In 2009, Anthem Blue Cross and Blue Shield decided to jack premiums in the state of Maine by a whopping 18.5%, helpfully explaining their profits weren’t high enough in the area. You be the judge: According to Maine’s attorney general, Anthem made $5.4 million from individual consumers over the past two years, paid $75.7 million in dividends to their parent company WellPoint, and pays their top nine employers an average of $500,000 a year. Legislators in Maine blocked the hike, so the insurance company is suing the entire state.
Anthem Blue Cross was forced to pay $15 million for dropping 2,300 members after they submitted medical bills. The first million was a fine; the other $14 million was reimbursement for the medical expenses the 2,300 were left facing after Anthem kicked them out for getting sick.
In the first suit of its kind, in 2000 Humana had to pay $14.5 million to settle allegations that it defrauded state and federal Medicare and Medicaid programs. “Most of the disputed charges occurred in Florida, but investigators? also found problems with Humana bills in Arizona, Illinois, Kentucky and Missouri.”

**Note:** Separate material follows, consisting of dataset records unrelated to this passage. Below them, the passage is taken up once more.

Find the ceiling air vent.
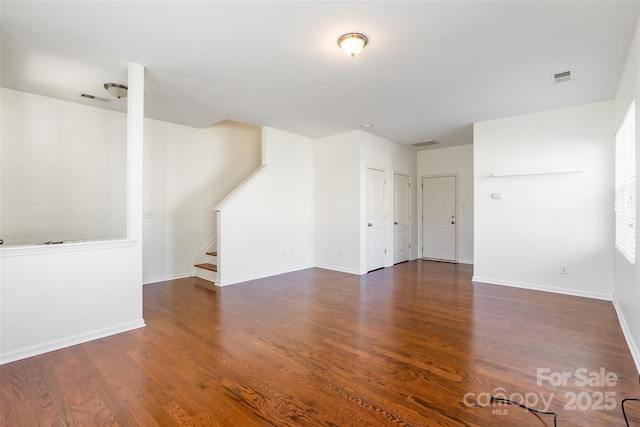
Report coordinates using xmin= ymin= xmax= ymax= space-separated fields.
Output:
xmin=553 ymin=70 xmax=572 ymax=84
xmin=80 ymin=93 xmax=111 ymax=102
xmin=411 ymin=140 xmax=440 ymax=148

The California Nurses Association took advantage of the fact that insurance companies in California must provide a record of claims denials to study how frequently insurance companies refused to honor a claim. They found the six largest insurers in the state denied an average of 21% of all claims in the first six months of 2009. PacifiCare denied “an astonishing” 39.6%, followed closely by Cigna, which denied 32.7%.
In 2005, 700,000 doctors brought a racketeering lawsuit against Humana for cheating them out of proper pay; Humana was forced to pay $40 million to settle the suit. And in 2009, the American Medical Association sued Cigna and Aetna for using “rigged data” to underpay doctors and force patients to pick up excessive costs for over a decade.